Para suportar os seus estudos, Muenga Cristina aceitou. “O general humilhava-me sempre e utilizava-me como exemplo de falta de higiene.”
“No dia 10 de Março, perguntou-me pelo nome de um osso da mão. Eu estava distraída. Não respondi, e ele despediu-me de imediato. No mesmo dia despediu também a Efigénia Ribeiro, que fazia o curso de enfermagem, porque lhe perguntou pelo nome de num osso do pé e ela levou tempo a responder”, revela.
Ainda no mesmo dia, 10 de Março, uma outra colega da copa também teve o mesmo destino. “A Conceição, que estuda economia, foi despedida por causa de uma pergunta sobre operações matemáticas. Mesmo sabendo responder, as pessoas são despedidas, o comportamento dele [do general Zé Maria] intimida. Por mais que saibamos, entramos em pânico. A Conceição ficou a tremer e só depois respondeu”, assevera.
Farida Marta
A 27 de Abril, o general Zé Maria despediu Farida Marta, alegadamente com o argumento de que não sabia limpar o chão.
“Quando comecei a trabalhar, [o general Zé Maria] tratava-me como princesa. Disseram-me que o chefe estava de olho numa novata, que era eu. Disseram-me que eu tinha de dar o iogurte”, explica.
“O general mandou-me chamar e pediu ao capitão Alberto para me levar a uma loja da UNITEL e escolher o telefone mais caro”, afirma Farida.

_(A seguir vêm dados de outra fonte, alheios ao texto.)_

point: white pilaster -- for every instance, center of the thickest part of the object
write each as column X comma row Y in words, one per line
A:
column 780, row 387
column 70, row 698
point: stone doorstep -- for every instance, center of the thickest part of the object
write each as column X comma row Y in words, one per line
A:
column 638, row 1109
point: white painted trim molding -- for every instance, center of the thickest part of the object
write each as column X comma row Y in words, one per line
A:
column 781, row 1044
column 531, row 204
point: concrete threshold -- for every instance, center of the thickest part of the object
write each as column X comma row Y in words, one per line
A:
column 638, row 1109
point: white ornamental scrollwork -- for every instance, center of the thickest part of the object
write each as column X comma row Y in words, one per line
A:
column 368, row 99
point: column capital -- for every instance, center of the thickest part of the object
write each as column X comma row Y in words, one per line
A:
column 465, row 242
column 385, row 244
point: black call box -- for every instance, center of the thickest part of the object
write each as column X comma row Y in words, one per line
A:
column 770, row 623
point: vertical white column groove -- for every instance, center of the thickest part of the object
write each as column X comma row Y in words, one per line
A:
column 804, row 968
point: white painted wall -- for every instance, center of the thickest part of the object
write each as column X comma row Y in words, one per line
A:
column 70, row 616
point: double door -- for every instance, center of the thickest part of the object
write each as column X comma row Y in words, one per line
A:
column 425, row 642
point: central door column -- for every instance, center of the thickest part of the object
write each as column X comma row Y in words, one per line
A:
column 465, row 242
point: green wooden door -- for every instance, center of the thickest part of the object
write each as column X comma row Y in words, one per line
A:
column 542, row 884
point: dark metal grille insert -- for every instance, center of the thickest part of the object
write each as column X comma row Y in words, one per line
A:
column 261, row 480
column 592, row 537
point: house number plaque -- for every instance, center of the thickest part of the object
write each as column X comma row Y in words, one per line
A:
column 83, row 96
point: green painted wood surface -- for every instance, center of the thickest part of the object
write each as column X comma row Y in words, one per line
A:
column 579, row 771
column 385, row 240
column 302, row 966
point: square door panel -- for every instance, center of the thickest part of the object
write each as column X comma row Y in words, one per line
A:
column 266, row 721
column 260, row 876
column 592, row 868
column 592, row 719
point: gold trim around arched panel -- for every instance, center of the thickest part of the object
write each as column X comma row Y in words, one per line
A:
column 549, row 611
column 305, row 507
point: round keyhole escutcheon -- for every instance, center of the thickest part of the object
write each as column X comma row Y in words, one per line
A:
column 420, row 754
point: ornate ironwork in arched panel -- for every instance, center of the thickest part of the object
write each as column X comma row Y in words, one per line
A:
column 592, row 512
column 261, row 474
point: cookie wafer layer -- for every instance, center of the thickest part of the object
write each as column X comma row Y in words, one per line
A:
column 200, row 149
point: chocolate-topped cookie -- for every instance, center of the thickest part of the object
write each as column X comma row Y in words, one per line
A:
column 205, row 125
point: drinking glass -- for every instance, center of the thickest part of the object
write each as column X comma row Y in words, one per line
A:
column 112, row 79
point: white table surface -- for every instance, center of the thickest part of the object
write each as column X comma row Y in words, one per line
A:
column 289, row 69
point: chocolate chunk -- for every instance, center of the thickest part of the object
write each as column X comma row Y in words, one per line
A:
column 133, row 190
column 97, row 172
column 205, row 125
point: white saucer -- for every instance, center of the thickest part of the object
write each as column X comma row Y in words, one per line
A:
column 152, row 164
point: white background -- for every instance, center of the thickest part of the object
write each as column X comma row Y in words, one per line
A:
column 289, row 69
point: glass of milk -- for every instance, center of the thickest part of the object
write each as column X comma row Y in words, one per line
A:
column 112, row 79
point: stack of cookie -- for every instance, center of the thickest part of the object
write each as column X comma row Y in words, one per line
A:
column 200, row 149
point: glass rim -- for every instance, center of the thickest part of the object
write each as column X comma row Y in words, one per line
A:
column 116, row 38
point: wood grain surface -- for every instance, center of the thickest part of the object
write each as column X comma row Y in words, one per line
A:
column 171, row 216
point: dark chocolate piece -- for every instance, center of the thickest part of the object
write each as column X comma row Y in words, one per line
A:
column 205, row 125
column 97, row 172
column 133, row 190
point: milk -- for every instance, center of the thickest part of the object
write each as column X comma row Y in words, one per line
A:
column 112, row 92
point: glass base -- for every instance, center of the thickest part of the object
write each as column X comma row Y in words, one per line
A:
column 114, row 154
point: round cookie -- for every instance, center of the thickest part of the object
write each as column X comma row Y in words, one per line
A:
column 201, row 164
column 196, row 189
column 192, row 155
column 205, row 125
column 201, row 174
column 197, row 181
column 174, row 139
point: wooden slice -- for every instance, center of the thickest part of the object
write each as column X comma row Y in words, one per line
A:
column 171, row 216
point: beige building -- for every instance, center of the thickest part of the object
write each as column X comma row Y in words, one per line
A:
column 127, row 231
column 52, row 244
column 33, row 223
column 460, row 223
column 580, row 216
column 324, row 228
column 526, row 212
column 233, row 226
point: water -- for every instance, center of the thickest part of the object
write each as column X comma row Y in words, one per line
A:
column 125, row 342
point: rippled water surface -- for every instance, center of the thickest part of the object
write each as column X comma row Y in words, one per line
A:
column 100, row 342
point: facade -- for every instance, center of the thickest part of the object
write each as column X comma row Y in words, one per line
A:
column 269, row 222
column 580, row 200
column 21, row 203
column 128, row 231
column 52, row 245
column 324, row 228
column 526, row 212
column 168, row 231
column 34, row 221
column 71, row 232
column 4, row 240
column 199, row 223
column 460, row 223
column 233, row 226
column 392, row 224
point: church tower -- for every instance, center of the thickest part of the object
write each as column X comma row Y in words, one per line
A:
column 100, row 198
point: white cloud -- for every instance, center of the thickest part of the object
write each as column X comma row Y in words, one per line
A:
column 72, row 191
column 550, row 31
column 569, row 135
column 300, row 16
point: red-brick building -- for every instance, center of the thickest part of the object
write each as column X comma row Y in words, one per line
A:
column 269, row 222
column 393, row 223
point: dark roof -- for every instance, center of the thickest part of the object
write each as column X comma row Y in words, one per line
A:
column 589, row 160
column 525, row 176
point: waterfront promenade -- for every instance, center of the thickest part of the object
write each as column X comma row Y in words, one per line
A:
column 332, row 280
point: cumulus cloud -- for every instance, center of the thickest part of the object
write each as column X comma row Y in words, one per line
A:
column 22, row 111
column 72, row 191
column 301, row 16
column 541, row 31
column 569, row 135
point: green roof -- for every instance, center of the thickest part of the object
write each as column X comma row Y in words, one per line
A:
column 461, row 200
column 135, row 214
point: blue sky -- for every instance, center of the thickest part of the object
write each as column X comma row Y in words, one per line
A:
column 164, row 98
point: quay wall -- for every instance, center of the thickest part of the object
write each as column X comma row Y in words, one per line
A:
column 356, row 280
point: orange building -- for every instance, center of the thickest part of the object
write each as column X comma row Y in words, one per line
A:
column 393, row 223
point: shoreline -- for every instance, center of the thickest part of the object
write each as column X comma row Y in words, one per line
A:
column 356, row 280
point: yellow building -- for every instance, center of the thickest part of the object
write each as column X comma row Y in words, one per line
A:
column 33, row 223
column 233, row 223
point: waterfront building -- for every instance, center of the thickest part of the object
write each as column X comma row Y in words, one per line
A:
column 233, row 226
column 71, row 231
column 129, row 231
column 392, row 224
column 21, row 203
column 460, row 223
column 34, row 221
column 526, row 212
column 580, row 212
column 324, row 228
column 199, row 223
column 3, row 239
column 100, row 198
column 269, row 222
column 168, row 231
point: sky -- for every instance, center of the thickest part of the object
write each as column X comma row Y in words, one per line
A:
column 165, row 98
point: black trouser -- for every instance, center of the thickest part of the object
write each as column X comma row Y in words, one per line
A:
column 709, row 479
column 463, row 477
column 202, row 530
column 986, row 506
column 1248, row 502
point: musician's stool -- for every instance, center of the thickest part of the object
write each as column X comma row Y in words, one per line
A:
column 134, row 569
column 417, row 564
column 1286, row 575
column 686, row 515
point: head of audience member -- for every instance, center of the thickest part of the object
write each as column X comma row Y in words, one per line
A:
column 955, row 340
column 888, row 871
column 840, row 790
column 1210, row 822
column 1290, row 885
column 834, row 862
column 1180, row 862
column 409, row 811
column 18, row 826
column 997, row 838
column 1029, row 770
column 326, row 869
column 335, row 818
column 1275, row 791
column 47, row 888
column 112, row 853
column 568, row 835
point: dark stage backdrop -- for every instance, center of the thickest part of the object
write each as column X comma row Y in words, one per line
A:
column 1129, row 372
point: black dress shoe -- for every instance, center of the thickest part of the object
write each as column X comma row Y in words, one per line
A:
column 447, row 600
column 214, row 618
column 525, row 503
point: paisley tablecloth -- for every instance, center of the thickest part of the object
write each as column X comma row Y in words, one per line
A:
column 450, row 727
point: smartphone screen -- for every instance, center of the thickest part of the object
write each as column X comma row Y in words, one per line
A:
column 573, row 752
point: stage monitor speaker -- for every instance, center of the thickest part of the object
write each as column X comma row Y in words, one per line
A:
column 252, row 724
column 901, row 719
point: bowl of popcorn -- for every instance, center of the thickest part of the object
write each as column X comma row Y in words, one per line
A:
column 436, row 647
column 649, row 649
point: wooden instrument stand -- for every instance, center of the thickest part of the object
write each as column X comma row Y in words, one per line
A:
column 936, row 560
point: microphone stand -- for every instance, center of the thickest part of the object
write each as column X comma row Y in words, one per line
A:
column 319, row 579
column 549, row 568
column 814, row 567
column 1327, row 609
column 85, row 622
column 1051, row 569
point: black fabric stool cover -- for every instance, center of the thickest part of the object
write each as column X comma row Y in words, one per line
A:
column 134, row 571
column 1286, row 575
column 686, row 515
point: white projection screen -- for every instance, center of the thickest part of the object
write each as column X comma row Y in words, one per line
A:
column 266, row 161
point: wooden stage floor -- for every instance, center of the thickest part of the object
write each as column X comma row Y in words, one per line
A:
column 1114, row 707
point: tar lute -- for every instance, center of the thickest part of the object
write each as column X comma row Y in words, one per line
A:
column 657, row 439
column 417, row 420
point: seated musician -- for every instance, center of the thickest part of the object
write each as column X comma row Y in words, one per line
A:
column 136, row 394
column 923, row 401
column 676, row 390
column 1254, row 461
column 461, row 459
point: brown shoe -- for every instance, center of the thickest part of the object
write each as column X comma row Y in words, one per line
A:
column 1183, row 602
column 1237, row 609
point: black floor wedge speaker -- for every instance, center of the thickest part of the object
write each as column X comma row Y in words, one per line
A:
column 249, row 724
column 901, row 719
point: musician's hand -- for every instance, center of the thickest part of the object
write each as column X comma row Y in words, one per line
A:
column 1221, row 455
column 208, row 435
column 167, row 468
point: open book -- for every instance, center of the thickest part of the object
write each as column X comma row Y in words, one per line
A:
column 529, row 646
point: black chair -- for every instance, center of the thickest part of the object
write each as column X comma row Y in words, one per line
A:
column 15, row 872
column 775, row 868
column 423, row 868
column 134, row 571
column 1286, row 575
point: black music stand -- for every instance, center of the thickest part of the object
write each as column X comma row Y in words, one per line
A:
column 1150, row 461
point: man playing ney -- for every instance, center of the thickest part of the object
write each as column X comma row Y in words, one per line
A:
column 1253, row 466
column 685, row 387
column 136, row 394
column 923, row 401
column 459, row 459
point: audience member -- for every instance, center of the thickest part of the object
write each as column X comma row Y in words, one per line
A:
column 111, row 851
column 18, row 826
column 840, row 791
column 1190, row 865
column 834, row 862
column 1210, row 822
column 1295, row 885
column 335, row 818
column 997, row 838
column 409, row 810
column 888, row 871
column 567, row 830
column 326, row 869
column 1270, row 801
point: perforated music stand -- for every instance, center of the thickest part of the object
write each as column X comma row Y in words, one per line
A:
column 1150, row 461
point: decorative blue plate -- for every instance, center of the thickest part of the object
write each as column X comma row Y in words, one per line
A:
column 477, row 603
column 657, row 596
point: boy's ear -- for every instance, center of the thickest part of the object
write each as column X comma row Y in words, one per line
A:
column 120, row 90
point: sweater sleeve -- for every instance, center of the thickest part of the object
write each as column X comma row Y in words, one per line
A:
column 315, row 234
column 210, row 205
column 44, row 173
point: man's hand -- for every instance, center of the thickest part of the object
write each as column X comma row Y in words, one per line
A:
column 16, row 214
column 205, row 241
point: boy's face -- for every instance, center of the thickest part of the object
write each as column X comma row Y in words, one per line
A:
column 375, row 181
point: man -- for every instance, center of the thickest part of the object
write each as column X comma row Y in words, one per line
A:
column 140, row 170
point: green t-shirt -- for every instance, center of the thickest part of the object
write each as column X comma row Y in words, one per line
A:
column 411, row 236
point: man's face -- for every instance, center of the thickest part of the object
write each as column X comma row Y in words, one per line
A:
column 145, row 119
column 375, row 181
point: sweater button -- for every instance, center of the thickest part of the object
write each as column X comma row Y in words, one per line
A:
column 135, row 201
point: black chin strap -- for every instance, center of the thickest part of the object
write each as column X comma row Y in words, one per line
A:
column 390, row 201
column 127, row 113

Na baixa de Luanda, Farida confessou a Alberto “que não estava a entender porque tinha de escolher um telefone para o general. O capitão disse-me que eu ia entender e tinha de escolher para ele [capitão] não perder o seu emprego”, conta.
Perante a resistência da jovem, o capitão “escolheu um telefone de 180 mil kwanzas e perguntou-me se gostei. Respondi que sim, mas que o meu salário não chegava. Pediu-me para levar as facturas”. No fim, não houve compra de telefone.
“O chefe ligava-me muitas vezes. Mandava os capangas dele ligarem. Era mais o coronel Jorge, aquele que tem bigode assim tipo o meu falecido avô, quem fazia os telefonemas e lhe passava as chamadas”, explica Farida, sorrindo sobre a forma como aparentemente resistia às investidas do general. Este fartou-se.
“As pessoas diziam-me que o chefe estava decepcionado comigo, e ele afastou-me da mesa do refeitório onde comia ao lado dele todos os dias. A mesa tem oito a dez lugares e ele não se senta com generais ou oficiais, só com mulheres. As colegas gozavam comigo e diziam que eu não tinha dado o meu iogurte”, denuncia.
“O coronel Jorge veio ter comigo e disse-me que o chefe mandou transmitir-me que eu não sei varrer e tenho de ir para casa aprender”, diz Farida.
Noutro episódio, o chefe do SISM pediu a Zumira para cantar a música “Alma nua”, de Edmázia Mayembe. Ela não a sabia, e foi também despedida a 27 de Abril. “[O general] chamou-a de matumba e disse que a mãe dela tinha de a educar melhor. O coronel Jorge também lhe transmitiu que tinha de ir para casa aprender a cantar com a mãe”, relata Farida.
“Antes de sair dei um grito de alegria, de adeus. Foi um sufoco trabalhar ali [no SISM]. E ele [general Zé Maria] estava a ouvir. Pararam-me e disseram-me que tinha de pedir ‘permita’ a ele e eu disse que ele já não era meu chefe. Dei as costas e fui-me embora. Ligaram-me no dia seguinte a chamarem-me de malandra e que me levariam a tribunal”, desabafa.